Florida District Courts of Appeal, 1986

Finn v. Finn

Finn v. Finn
Florida District Courts of Appeal · Decided July 15, 1986 · Hendry, Nesbitt, Schwartz
493 So. 2d 1054; 11 Fla. L. Weekly 1550; 1986 Fla. App. LEXIS 8816 (Southern Reporter, Second Series)

Finn v. Finn

070rehearing

ON MOTIONS FOR REHEARING

PER CURIAM.

Our July 15, 1986 opinion incorrectly concluded that the appellant-husband had been “improperly credited with only half of the mortgage payments, insurance and taxes he indisputably expended.” In fact, as Ms. Finn’s motion for rehearing points out, the *1055computation employed below — first dividing the sale proceeds equally (thus implicitly giving credit to each party for fifty per cent of the expenses) and then giving Finn an additional credit for the wife’s half by adding that amount to his share and subtracting it from the wife’s — results in his being compensated for all the expenses as required by Finn v. Finn, 464 So.2d 1266 (Fla.3d DCA 1985). It is in accord also with Tinsley v. Tinsley, 490 So.2d 205 (Fla.3d DCA 1986), in which we upheld an identical order giving the husband a credit from the wife’s share of the proceeds so as to reimburse him for her half of the expenses which he had previously paid. Accordingly, that portion of the previous opinion which partially reversed the order under review in case no. 86-35 is withdrawn and that order is entirely affirmed.

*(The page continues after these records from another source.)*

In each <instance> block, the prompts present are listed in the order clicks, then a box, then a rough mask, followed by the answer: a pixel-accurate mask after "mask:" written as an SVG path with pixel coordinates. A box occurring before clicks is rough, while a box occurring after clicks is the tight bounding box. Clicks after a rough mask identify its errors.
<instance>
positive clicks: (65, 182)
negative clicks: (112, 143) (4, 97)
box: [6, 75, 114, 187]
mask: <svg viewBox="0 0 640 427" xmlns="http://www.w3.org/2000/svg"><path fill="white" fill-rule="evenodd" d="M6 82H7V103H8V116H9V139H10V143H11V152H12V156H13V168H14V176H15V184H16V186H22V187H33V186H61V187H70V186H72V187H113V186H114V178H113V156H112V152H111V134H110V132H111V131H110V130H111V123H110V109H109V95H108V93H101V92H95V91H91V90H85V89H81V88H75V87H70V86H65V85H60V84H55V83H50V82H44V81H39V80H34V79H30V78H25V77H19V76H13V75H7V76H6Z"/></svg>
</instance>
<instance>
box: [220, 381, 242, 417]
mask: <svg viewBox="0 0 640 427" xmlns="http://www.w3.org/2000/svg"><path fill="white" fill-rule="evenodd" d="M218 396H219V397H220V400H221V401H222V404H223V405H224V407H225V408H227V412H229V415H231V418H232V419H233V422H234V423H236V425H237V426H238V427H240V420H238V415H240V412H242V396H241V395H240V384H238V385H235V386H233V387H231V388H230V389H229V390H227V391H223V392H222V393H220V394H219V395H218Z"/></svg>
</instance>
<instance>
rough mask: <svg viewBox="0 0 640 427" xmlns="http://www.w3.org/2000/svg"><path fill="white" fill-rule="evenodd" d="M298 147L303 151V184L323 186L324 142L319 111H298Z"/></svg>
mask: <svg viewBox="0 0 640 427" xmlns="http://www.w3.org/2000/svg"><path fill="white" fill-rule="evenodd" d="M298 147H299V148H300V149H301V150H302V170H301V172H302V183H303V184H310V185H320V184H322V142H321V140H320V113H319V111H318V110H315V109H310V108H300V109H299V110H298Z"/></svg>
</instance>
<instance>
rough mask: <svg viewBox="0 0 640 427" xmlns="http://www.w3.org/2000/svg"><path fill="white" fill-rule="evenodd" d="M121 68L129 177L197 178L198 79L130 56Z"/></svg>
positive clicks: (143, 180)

The husband’s motion for rehearing of the affirmance in case no. 86-437 is denied.

Opinion of the Court

PER CURIAM.

These are appeals by the ex-husband from two orders entered following the partition of the parties’ former home required by our decision in Finn v. Finn, 464 So.2d 1266 (Fla. 3d DCA 1985).

Notwithstanding that it was stipulated, and we ordered, that the ex-husband “should be given credit ... for all, including the wife’s half,” 464 So.2d at 1267, of the expenses he paid after the dissolution,1 the order distributing the proceeds of the partition sale, under review in Case no. 86-35, reflects that he was improperly credited with only half of the mortgage payments, insurance and taxes he indisputably expended. Accordingly, the trial court shall amend the order after remand so as to require the distribution of $13,-504.88 to Mr. Finn and $11,345.12 to Mrs. Finn. On this record, we find no error in the failure to allow credit for other expenditures claimed by the ex-husband.

We also conclude that the challenge to the assessment of fees for the services of Mrs. Finn’s attorney in effecting the partition is without merit. Consequently, that order, which is before us in Case no. 86-437, is affirmed.

Affirmed in part, reversed in part and remanded with directions.